# Derived subgroup centralizes normal subgroup whose automorphism group is abelian

## Statement

Suppose $N$ is a normal subgroup whose automorphism group is abelian (i.e., a normal subgroup that is a group whose automorphism group is abelian -- it has an abelian automorphism group) of a group $G$. Then, the derived subgroup $[G,G]$ is contained in the Centralizer (?) $C_G(N)$.

Equivalently, since centralizing is a symmetric relation, we can say that $N$ is contained in the centralizer of derived subgroup $C_G([G,G])$.

## Proof

Given: A group $G$. A cyclic normal subgroup $N$.

To prove: $[G,G] \le C_G(N)$.

Proof: Consider the homomorphism: $\varphi: G \to \operatorname{Aut}(N)$

given by: $\varphi(g) = n \mapsto gng^{-1}$.

Note that this map is well-defined because $N$ is normal in $G$, so $\varphi(g)$ gives an automorphism of $N$ for any $g \in G$.

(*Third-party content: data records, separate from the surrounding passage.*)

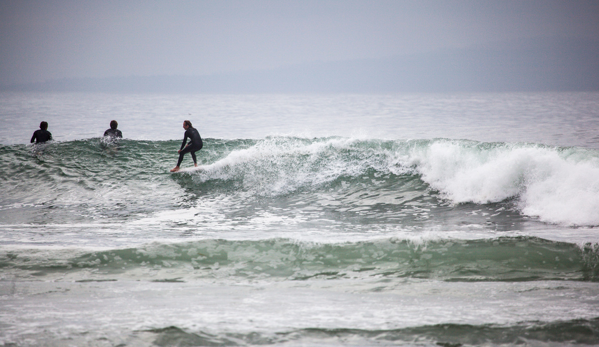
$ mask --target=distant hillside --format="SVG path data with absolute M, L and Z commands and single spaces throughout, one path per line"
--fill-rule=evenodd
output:
M 273 70 L 61 79 L 0 89 L 201 93 L 599 90 L 599 41 L 530 41 Z

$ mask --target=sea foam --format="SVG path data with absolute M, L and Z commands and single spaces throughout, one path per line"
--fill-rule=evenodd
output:
M 542 221 L 599 225 L 599 158 L 592 151 L 442 140 L 398 154 L 398 164 L 454 203 L 516 198 L 523 214 Z

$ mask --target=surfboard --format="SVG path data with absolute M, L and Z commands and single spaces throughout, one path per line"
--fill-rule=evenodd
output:
M 176 173 L 177 172 L 194 172 L 194 171 L 200 171 L 200 170 L 204 170 L 204 166 L 203 165 L 198 165 L 197 167 L 193 167 L 193 166 L 192 166 L 191 167 L 184 167 L 184 168 L 180 168 L 179 171 L 176 171 L 175 173 Z

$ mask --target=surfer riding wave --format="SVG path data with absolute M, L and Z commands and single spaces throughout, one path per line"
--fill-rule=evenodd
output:
M 198 161 L 195 158 L 195 152 L 202 149 L 204 143 L 202 142 L 202 138 L 198 132 L 198 129 L 193 128 L 191 125 L 191 122 L 185 120 L 183 122 L 183 129 L 185 129 L 185 135 L 183 137 L 183 142 L 181 144 L 181 149 L 177 152 L 179 153 L 179 160 L 177 162 L 177 166 L 171 170 L 171 172 L 179 171 L 179 166 L 183 160 L 183 156 L 186 153 L 191 153 L 191 158 L 193 159 L 193 166 L 198 166 Z M 187 138 L 189 138 L 189 143 L 186 145 Z

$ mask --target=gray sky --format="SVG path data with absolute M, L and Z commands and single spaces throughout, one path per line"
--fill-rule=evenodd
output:
M 0 0 L 0 85 L 197 76 L 552 37 L 599 38 L 599 1 Z

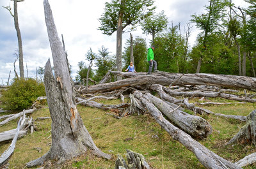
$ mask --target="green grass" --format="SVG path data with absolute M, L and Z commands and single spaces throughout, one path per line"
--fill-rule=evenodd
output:
M 121 103 L 119 99 L 97 99 L 97 101 L 104 104 Z M 204 107 L 215 113 L 241 115 L 246 115 L 254 110 L 252 103 Z M 96 145 L 103 152 L 111 154 L 112 159 L 105 160 L 97 158 L 88 151 L 83 156 L 67 161 L 60 166 L 60 168 L 114 168 L 118 154 L 125 159 L 125 149 L 131 149 L 143 155 L 152 168 L 204 168 L 191 152 L 173 140 L 148 114 L 132 115 L 117 119 L 106 114 L 106 112 L 102 110 L 81 105 L 77 106 L 77 109 Z M 191 113 L 188 110 L 186 112 Z M 50 114 L 45 107 L 32 114 L 31 116 L 35 119 L 50 116 Z M 225 146 L 225 143 L 245 122 L 213 115 L 201 117 L 206 119 L 212 125 L 213 132 L 207 138 L 198 141 L 211 151 L 231 162 L 237 161 L 255 152 L 254 145 Z M 15 128 L 17 120 L 1 126 L 0 131 Z M 36 122 L 36 132 L 32 135 L 28 133 L 25 137 L 18 140 L 15 153 L 10 160 L 10 168 L 23 168 L 26 163 L 47 152 L 51 142 L 51 119 L 38 121 Z M 1 154 L 10 144 L 10 142 L 0 144 Z M 39 152 L 35 149 L 36 147 L 42 148 L 42 152 Z M 55 167 L 52 166 L 52 168 Z M 256 168 L 256 165 L 244 168 Z

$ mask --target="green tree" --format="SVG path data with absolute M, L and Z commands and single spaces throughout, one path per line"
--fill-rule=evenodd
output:
M 95 53 L 92 52 L 92 48 L 90 48 L 90 50 L 87 52 L 86 59 L 90 62 L 89 66 L 88 67 L 87 73 L 86 73 L 86 87 L 88 87 L 90 77 L 90 71 L 93 66 L 93 62 L 96 59 L 97 55 Z
M 77 66 L 79 70 L 77 71 L 77 75 L 76 77 L 76 81 L 84 84 L 84 80 L 87 77 L 88 66 L 85 65 L 84 61 L 79 62 Z M 90 77 L 93 77 L 93 71 L 91 71 L 89 73 Z
M 225 5 L 227 4 L 225 0 L 209 0 L 209 5 L 205 6 L 205 13 L 192 15 L 191 21 L 196 24 L 196 27 L 204 31 L 204 36 L 199 41 L 202 44 L 202 50 L 198 61 L 196 73 L 200 72 L 202 60 L 207 53 L 208 36 L 219 27 L 220 20 L 225 15 Z
M 126 47 L 125 47 L 124 55 L 124 68 L 128 66 L 130 63 L 130 40 L 127 40 L 126 42 Z M 137 72 L 147 71 L 147 43 L 145 39 L 140 37 L 136 37 L 133 43 L 133 55 L 134 56 L 134 65 L 135 70 Z
M 7 90 L 3 91 L 1 101 L 10 110 L 28 108 L 39 96 L 45 96 L 44 83 L 34 78 L 14 78 Z
M 105 3 L 104 13 L 99 18 L 101 26 L 99 29 L 103 34 L 111 35 L 116 31 L 116 68 L 122 71 L 122 36 L 124 29 L 131 26 L 136 28 L 137 24 L 152 15 L 156 7 L 150 0 L 111 0 Z M 122 79 L 118 77 L 117 80 Z
M 98 56 L 96 58 L 95 65 L 97 67 L 94 79 L 99 82 L 115 66 L 114 56 L 109 55 L 108 48 L 102 46 L 98 49 Z
M 164 11 L 162 11 L 157 15 L 147 17 L 141 23 L 142 31 L 146 34 L 151 34 L 152 36 L 152 42 L 155 39 L 156 34 L 163 31 L 167 27 L 168 18 L 164 15 Z

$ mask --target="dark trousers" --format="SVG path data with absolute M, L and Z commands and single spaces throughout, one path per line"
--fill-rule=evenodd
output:
M 152 60 L 152 61 L 148 61 L 149 63 L 149 68 L 148 68 L 148 73 L 150 73 L 152 71 L 152 68 L 153 68 L 154 66 L 154 71 L 155 71 L 155 70 L 157 70 L 157 64 L 156 63 L 156 62 L 155 61 L 155 60 Z

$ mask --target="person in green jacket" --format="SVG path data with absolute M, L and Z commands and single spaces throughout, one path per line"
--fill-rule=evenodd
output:
M 148 68 L 148 71 L 147 75 L 152 75 L 152 69 L 154 66 L 154 72 L 157 72 L 158 70 L 157 70 L 157 64 L 154 60 L 154 52 L 153 50 L 155 50 L 155 46 L 152 46 L 150 48 L 148 48 L 148 62 L 149 63 L 149 68 Z

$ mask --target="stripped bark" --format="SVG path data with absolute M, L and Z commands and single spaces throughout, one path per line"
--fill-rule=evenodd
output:
M 53 76 L 49 59 L 45 67 L 44 84 L 52 118 L 52 143 L 45 154 L 29 162 L 27 166 L 41 165 L 47 159 L 56 159 L 59 163 L 63 163 L 67 159 L 84 154 L 87 148 L 99 157 L 110 159 L 109 154 L 97 147 L 83 124 L 76 105 L 65 52 L 58 35 L 48 0 L 44 1 L 44 6 L 55 76 Z
M 23 112 L 16 114 L 13 115 L 13 116 L 11 116 L 10 117 L 7 118 L 6 119 L 0 122 L 0 126 L 4 125 L 4 124 L 6 124 L 7 122 L 8 122 L 10 121 L 16 119 L 19 117 L 20 117 L 21 115 L 23 115 L 26 114 L 33 113 L 35 110 L 36 110 L 36 109 L 29 109 L 29 110 L 23 110 Z
M 139 77 L 140 76 L 144 76 L 147 73 L 129 73 L 129 72 L 114 71 L 110 71 L 110 72 L 124 77 Z M 173 81 L 179 78 L 173 85 L 206 85 L 237 87 L 256 91 L 256 78 L 253 77 L 207 73 L 181 74 L 164 71 L 159 71 L 154 73 L 152 76 L 149 77 L 149 78 L 154 81 L 150 84 L 154 83 L 158 79 L 158 82 L 156 84 L 170 85 Z M 182 77 L 180 78 L 180 77 Z
M 33 125 L 33 122 L 31 119 L 29 120 L 28 119 L 26 118 L 25 115 L 23 115 L 23 119 L 21 122 L 19 131 L 19 138 L 24 136 L 27 134 L 28 128 L 30 126 Z M 17 131 L 17 129 L 13 129 L 0 133 L 0 142 L 13 139 L 16 135 Z
M 0 168 L 4 168 L 4 165 L 6 165 L 11 158 L 12 154 L 14 152 L 14 149 L 15 149 L 15 145 L 17 140 L 18 139 L 19 131 L 20 130 L 20 125 L 22 121 L 22 117 L 18 122 L 18 126 L 16 129 L 16 133 L 14 136 L 13 140 L 12 141 L 12 143 L 10 147 L 3 153 L 3 154 L 0 157 Z M 0 137 L 1 138 L 1 137 Z
M 150 168 L 143 155 L 127 149 L 126 152 L 126 158 L 127 158 L 128 164 L 126 163 L 125 160 L 121 156 L 118 155 L 115 163 L 115 169 Z
M 208 98 L 216 98 L 220 97 L 227 99 L 232 99 L 240 101 L 246 101 L 250 103 L 255 103 L 256 99 L 252 99 L 248 97 L 243 97 L 241 96 L 236 96 L 231 94 L 221 93 L 221 91 L 219 92 L 201 92 L 201 91 L 191 91 L 191 92 L 183 92 L 175 91 L 171 90 L 168 88 L 164 87 L 164 91 L 171 96 L 182 96 L 184 97 L 208 97 Z
M 169 119 L 191 136 L 203 139 L 207 138 L 212 133 L 212 126 L 203 118 L 188 114 L 177 109 L 173 111 L 175 108 L 161 99 L 150 93 L 146 93 L 145 96 Z
M 256 152 L 246 156 L 244 158 L 235 163 L 235 165 L 239 166 L 245 166 L 256 163 Z
M 256 110 L 246 116 L 246 124 L 226 145 L 236 142 L 256 145 Z
M 141 93 L 135 91 L 135 97 L 140 99 L 149 113 L 173 138 L 195 154 L 198 161 L 207 168 L 241 168 L 209 151 L 189 135 L 172 125 L 163 116 L 161 112 Z

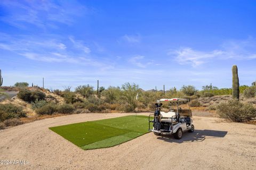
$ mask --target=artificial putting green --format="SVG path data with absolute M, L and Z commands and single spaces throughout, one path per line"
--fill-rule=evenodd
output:
M 148 132 L 148 117 L 135 115 L 50 128 L 83 149 L 107 148 Z

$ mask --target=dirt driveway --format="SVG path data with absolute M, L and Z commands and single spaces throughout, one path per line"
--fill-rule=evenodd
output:
M 177 140 L 147 133 L 119 146 L 83 150 L 48 128 L 131 114 L 83 114 L 0 131 L 1 169 L 255 169 L 256 126 L 194 116 L 195 131 Z M 148 115 L 145 113 L 144 115 Z

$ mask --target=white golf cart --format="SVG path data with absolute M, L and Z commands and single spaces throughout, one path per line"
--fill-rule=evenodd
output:
M 167 113 L 161 112 L 161 101 L 170 102 L 170 109 Z M 194 126 L 193 124 L 192 113 L 189 108 L 189 100 L 185 99 L 173 98 L 162 99 L 155 104 L 156 109 L 154 114 L 148 117 L 149 131 L 153 132 L 156 135 L 162 134 L 173 134 L 177 139 L 181 139 L 184 132 L 193 132 Z M 187 104 L 188 107 L 181 109 L 182 105 Z M 154 115 L 154 119 L 152 116 Z M 150 129 L 150 123 L 153 123 L 153 129 Z

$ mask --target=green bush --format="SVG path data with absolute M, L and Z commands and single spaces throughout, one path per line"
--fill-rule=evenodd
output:
M 106 102 L 114 104 L 119 100 L 121 93 L 121 91 L 119 87 L 109 86 L 107 90 L 102 92 L 102 95 L 105 97 Z
M 198 100 L 195 99 L 189 102 L 189 106 L 191 107 L 199 107 L 201 106 L 201 104 Z
M 244 90 L 243 96 L 246 98 L 254 97 L 255 87 L 251 86 Z
M 212 94 L 211 92 L 205 92 L 204 94 L 203 94 L 203 97 L 212 97 L 212 96 L 214 96 L 214 95 Z
M 35 102 L 32 102 L 31 103 L 31 107 L 32 109 L 35 110 L 47 104 L 48 102 L 47 102 L 46 100 L 38 100 L 36 99 Z
M 193 96 L 197 91 L 195 87 L 191 85 L 183 86 L 181 91 L 187 96 Z
M 60 113 L 71 113 L 75 110 L 75 107 L 71 104 L 63 104 L 57 107 L 57 112 Z
M 236 99 L 222 103 L 217 107 L 217 113 L 221 118 L 233 122 L 246 122 L 256 118 L 256 108 L 251 104 Z
M 126 113 L 132 112 L 134 111 L 135 106 L 134 105 L 126 104 L 120 105 L 120 106 L 117 107 L 116 109 L 119 111 L 124 112 Z
M 14 87 L 25 87 L 28 86 L 28 83 L 26 82 L 17 82 L 14 84 Z
M 72 91 L 63 91 L 62 96 L 64 98 L 64 100 L 67 104 L 73 104 L 78 101 L 76 94 Z
M 57 109 L 55 105 L 49 104 L 36 109 L 36 113 L 39 115 L 51 115 L 56 112 Z
M 12 104 L 0 104 L 0 122 L 13 118 L 26 117 L 22 108 Z
M 217 106 L 215 105 L 211 105 L 208 106 L 207 110 L 215 110 L 217 109 Z
M 4 121 L 3 123 L 4 123 L 5 127 L 18 126 L 23 123 L 18 118 L 7 119 Z
M 86 106 L 86 108 L 91 112 L 99 112 L 99 107 L 97 105 L 93 103 L 90 103 Z
M 86 105 L 84 103 L 76 102 L 73 103 L 73 106 L 76 109 L 84 108 L 86 106 Z
M 58 95 L 58 96 L 61 96 L 61 95 L 62 91 L 60 91 L 59 89 L 56 89 L 53 90 L 53 94 Z
M 84 97 L 88 98 L 93 94 L 93 87 L 89 84 L 79 86 L 76 88 L 75 90 Z
M 22 89 L 17 94 L 20 99 L 28 102 L 34 102 L 36 100 L 44 100 L 45 95 L 38 90 L 30 91 L 27 89 Z

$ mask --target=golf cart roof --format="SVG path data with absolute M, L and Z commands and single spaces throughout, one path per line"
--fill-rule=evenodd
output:
M 189 100 L 186 99 L 181 99 L 179 98 L 174 98 L 172 99 L 161 99 L 159 100 L 159 101 L 170 101 L 170 102 L 183 102 L 187 103 Z

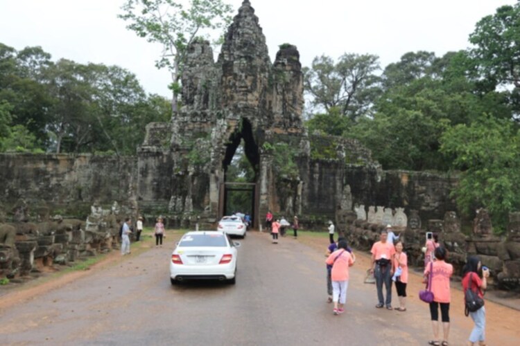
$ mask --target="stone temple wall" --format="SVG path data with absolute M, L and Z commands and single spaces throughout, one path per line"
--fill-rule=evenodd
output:
M 132 197 L 135 157 L 89 154 L 0 154 L 0 201 L 10 210 L 24 199 L 33 208 L 49 207 L 85 217 L 94 202 L 110 205 Z

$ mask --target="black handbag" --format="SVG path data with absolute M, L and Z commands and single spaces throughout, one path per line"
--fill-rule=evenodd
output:
M 467 316 L 470 312 L 475 312 L 484 306 L 484 300 L 478 296 L 476 291 L 471 289 L 473 286 L 473 273 L 469 273 L 469 283 L 464 292 L 465 309 L 464 314 Z

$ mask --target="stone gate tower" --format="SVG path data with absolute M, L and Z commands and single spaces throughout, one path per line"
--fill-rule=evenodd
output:
M 216 63 L 207 42 L 196 41 L 188 49 L 182 107 L 171 123 L 150 124 L 139 149 L 141 208 L 166 212 L 167 201 L 169 215 L 210 221 L 220 216 L 225 170 L 243 140 L 257 173 L 254 213 L 279 209 L 275 206 L 279 179 L 273 176 L 272 146 L 265 143 L 286 143 L 298 148 L 298 156 L 309 147 L 298 51 L 281 46 L 272 64 L 248 0 L 227 30 Z M 293 190 L 291 198 L 297 192 Z
M 364 163 L 370 153 L 357 155 L 354 144 L 323 138 L 312 141 L 318 143 L 313 152 L 302 119 L 300 53 L 282 44 L 271 62 L 248 0 L 216 62 L 209 42 L 188 48 L 182 82 L 178 113 L 169 123 L 149 124 L 138 149 L 141 210 L 216 221 L 224 212 L 226 170 L 243 140 L 256 176 L 251 184 L 256 225 L 268 210 L 288 217 L 302 210 L 333 217 L 337 208 L 352 204 L 345 160 Z

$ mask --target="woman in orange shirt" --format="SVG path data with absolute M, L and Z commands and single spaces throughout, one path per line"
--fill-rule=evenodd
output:
M 395 273 L 395 288 L 397 290 L 397 297 L 399 300 L 399 307 L 396 310 L 398 311 L 406 311 L 406 284 L 408 282 L 408 264 L 406 254 L 403 252 L 403 242 L 398 241 L 395 244 L 395 255 L 394 255 L 394 270 Z M 396 276 L 399 270 L 401 274 Z
M 354 265 L 356 257 L 347 250 L 347 242 L 338 243 L 338 250 L 331 253 L 325 262 L 332 266 L 332 301 L 334 302 L 333 313 L 338 315 L 345 312 L 343 307 L 347 301 L 347 290 L 349 287 L 349 267 Z M 339 302 L 339 305 L 338 305 Z
M 431 290 L 433 293 L 433 301 L 430 303 L 430 315 L 431 316 L 431 326 L 433 329 L 433 340 L 429 341 L 429 345 L 448 345 L 448 336 L 449 334 L 449 303 L 451 300 L 450 294 L 449 278 L 453 273 L 453 266 L 446 263 L 447 255 L 446 249 L 442 246 L 435 248 L 435 256 L 437 260 L 431 262 L 424 271 L 425 275 L 432 275 Z M 439 306 L 442 318 L 442 331 L 444 338 L 442 343 L 439 343 Z

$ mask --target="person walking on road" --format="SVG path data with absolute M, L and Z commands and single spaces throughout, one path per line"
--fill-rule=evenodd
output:
M 392 259 L 395 254 L 393 244 L 388 242 L 388 234 L 386 230 L 381 233 L 380 240 L 372 245 L 372 266 L 370 273 L 373 273 L 376 278 L 376 288 L 377 289 L 377 298 L 379 302 L 376 307 L 381 309 L 386 305 L 386 309 L 392 310 L 392 275 L 393 275 L 393 264 Z M 386 300 L 383 296 L 383 284 L 386 288 Z
M 424 244 L 426 251 L 424 253 L 424 268 L 428 266 L 431 262 L 433 262 L 434 253 L 435 249 L 438 248 L 440 244 L 439 244 L 439 235 L 433 233 L 432 235 L 433 239 L 426 240 L 426 243 Z
M 280 231 L 280 221 L 276 220 L 271 225 L 272 230 L 271 230 L 271 235 L 272 235 L 272 244 L 278 244 L 278 233 Z
M 271 230 L 271 226 L 272 226 L 272 213 L 270 211 L 268 211 L 266 215 L 266 228 L 268 230 Z
M 484 299 L 483 291 L 487 288 L 487 277 L 489 277 L 489 269 L 483 268 L 480 260 L 477 256 L 470 256 L 466 265 L 464 267 L 464 274 L 462 278 L 462 291 L 465 292 L 467 289 L 471 289 L 475 292 L 480 298 Z M 482 271 L 482 275 L 478 273 Z M 471 281 L 470 281 L 471 280 Z M 475 326 L 469 334 L 468 341 L 469 346 L 476 345 L 485 345 L 485 327 L 486 327 L 486 311 L 485 307 L 482 307 L 480 309 L 474 312 L 469 312 Z
M 345 312 L 347 301 L 347 290 L 349 287 L 349 268 L 354 265 L 356 258 L 348 251 L 347 242 L 338 243 L 338 250 L 331 253 L 325 262 L 332 266 L 332 301 L 334 302 L 333 313 L 339 315 Z
M 394 255 L 394 276 L 392 280 L 395 282 L 395 289 L 397 291 L 397 298 L 399 300 L 398 311 L 406 311 L 406 284 L 408 282 L 408 257 L 403 252 L 403 242 L 400 240 L 395 244 L 395 254 Z
M 139 217 L 137 222 L 135 225 L 135 241 L 139 242 L 141 239 L 141 233 L 143 231 L 143 217 Z
M 128 253 L 130 253 L 130 234 L 132 231 L 130 229 L 130 217 L 125 219 L 125 222 L 123 224 L 123 229 L 121 230 L 121 254 L 125 255 Z
M 433 301 L 430 303 L 433 340 L 428 341 L 429 345 L 448 346 L 450 327 L 449 303 L 451 300 L 449 278 L 453 273 L 453 266 L 446 263 L 447 254 L 444 248 L 440 246 L 435 248 L 434 255 L 436 260 L 431 262 L 424 271 L 425 276 L 432 275 L 431 289 L 433 293 Z M 444 336 L 442 343 L 439 342 L 439 306 L 440 306 Z
M 334 243 L 334 224 L 331 220 L 329 220 L 329 242 Z
M 298 237 L 298 228 L 300 228 L 298 217 L 295 215 L 294 219 L 293 220 L 293 232 L 294 233 L 294 239 L 297 239 Z
M 394 233 L 394 230 L 392 229 L 392 225 L 386 225 L 386 233 L 388 234 L 388 242 L 390 244 L 395 245 L 395 243 L 399 239 L 400 236 L 396 235 L 395 233 Z
M 159 246 L 162 247 L 162 238 L 164 237 L 164 224 L 162 223 L 162 217 L 157 219 L 154 235 L 155 235 L 155 247 L 157 248 Z

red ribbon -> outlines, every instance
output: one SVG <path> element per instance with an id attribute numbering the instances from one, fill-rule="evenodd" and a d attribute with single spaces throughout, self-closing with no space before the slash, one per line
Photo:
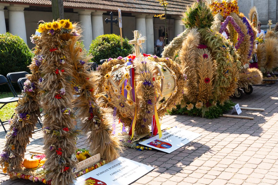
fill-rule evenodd
<path id="1" fill-rule="evenodd" d="M 136 57 L 136 56 L 134 55 L 130 55 L 126 57 L 129 59 L 131 59 L 132 60 L 134 60 L 134 59 L 135 59 L 135 57 Z"/>

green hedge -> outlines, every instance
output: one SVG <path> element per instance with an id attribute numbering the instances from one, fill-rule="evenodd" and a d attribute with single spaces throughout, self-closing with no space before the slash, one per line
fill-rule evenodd
<path id="1" fill-rule="evenodd" d="M 0 34 L 0 74 L 6 77 L 9 73 L 29 72 L 27 66 L 31 64 L 33 56 L 31 52 L 19 36 L 9 33 Z M 7 90 L 2 89 L 1 91 Z"/>
<path id="2" fill-rule="evenodd" d="M 100 35 L 92 42 L 89 53 L 93 57 L 92 62 L 100 64 L 102 59 L 126 56 L 132 52 L 133 46 L 128 44 L 128 40 L 123 39 L 121 45 L 121 37 L 115 34 Z"/>

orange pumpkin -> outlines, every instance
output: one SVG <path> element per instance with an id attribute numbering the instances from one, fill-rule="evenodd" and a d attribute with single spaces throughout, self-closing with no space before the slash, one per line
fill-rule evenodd
<path id="1" fill-rule="evenodd" d="M 31 169 L 36 168 L 39 165 L 39 159 L 36 158 L 33 158 L 34 154 L 31 157 L 24 159 L 23 161 L 23 166 L 27 169 Z"/>
<path id="2" fill-rule="evenodd" d="M 42 159 L 41 159 L 41 161 L 40 162 L 40 163 L 41 164 L 44 164 L 44 163 L 45 162 L 45 161 L 46 161 L 46 159 L 45 158 L 43 158 Z"/>

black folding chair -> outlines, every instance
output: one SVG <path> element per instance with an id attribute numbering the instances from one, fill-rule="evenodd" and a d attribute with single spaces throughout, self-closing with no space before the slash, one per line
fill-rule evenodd
<path id="1" fill-rule="evenodd" d="M 95 71 L 96 69 L 98 66 L 98 64 L 95 62 L 90 62 L 88 63 L 88 65 L 90 66 L 90 68 L 87 70 L 89 71 Z"/>
<path id="2" fill-rule="evenodd" d="M 11 91 L 13 92 L 13 90 L 12 90 L 11 87 L 9 85 L 7 79 L 6 79 L 6 78 L 4 76 L 0 75 L 0 85 L 6 84 L 6 83 L 8 84 Z M 15 102 L 18 101 L 18 97 L 9 97 L 8 98 L 4 98 L 0 99 L 0 104 L 3 104 L 0 107 L 0 109 L 3 108 L 4 106 L 8 103 L 13 102 Z M 13 114 L 13 116 L 12 116 L 11 118 L 13 118 L 14 115 L 14 113 Z M 0 122 L 1 123 L 1 124 L 2 125 L 2 126 L 3 127 L 3 128 L 4 129 L 4 130 L 5 131 L 5 132 L 7 132 L 7 131 L 6 130 L 6 129 L 5 128 L 4 125 L 8 124 L 8 121 L 2 121 L 2 120 L 1 120 L 1 118 L 0 118 Z"/>
<path id="3" fill-rule="evenodd" d="M 21 78 L 18 80 L 18 84 L 21 90 L 24 88 L 24 82 L 28 79 L 27 78 Z"/>
<path id="4" fill-rule="evenodd" d="M 15 97 L 20 97 L 20 96 L 18 96 L 16 93 L 12 83 L 17 83 L 18 80 L 19 78 L 25 77 L 26 75 L 28 74 L 29 74 L 26 71 L 21 71 L 14 73 L 10 73 L 7 74 L 7 79 L 8 80 L 8 82 L 12 90 L 13 91 L 13 93 L 14 94 L 14 96 Z"/>

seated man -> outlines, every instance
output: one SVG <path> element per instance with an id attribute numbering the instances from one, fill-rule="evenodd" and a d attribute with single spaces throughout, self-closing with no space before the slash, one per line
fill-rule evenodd
<path id="1" fill-rule="evenodd" d="M 159 53 L 157 54 L 157 55 L 160 57 L 162 53 L 162 51 L 164 47 L 164 40 L 163 37 L 162 36 L 159 37 L 159 38 L 155 41 L 155 45 L 157 48 L 157 50 L 159 51 Z"/>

1. The kernel of $\varphi$ is $C_G(N)$: This is by definition of centralizer: $C_G(N)$ is the set of $g \in G$ such that $gng^{-1} = n$ for all $n \in N$, which is equivalent to being in the kernel of $\varphi$.
2. The kernel of $\varphi$ contains $[G,G]$: Since $\varphi$ is a homomorphism to an abelian group, $\varphi([g,h]) = [\varphi(g),\varphi(h)]$ is the identity. Thus, every commutator lies in the kernel of $\varphi$, so $[G,G]$ is in the kernel of $\varphi$.
3. $[G,G] \le C_G(N)$: This follows by combining steps (1) and (2).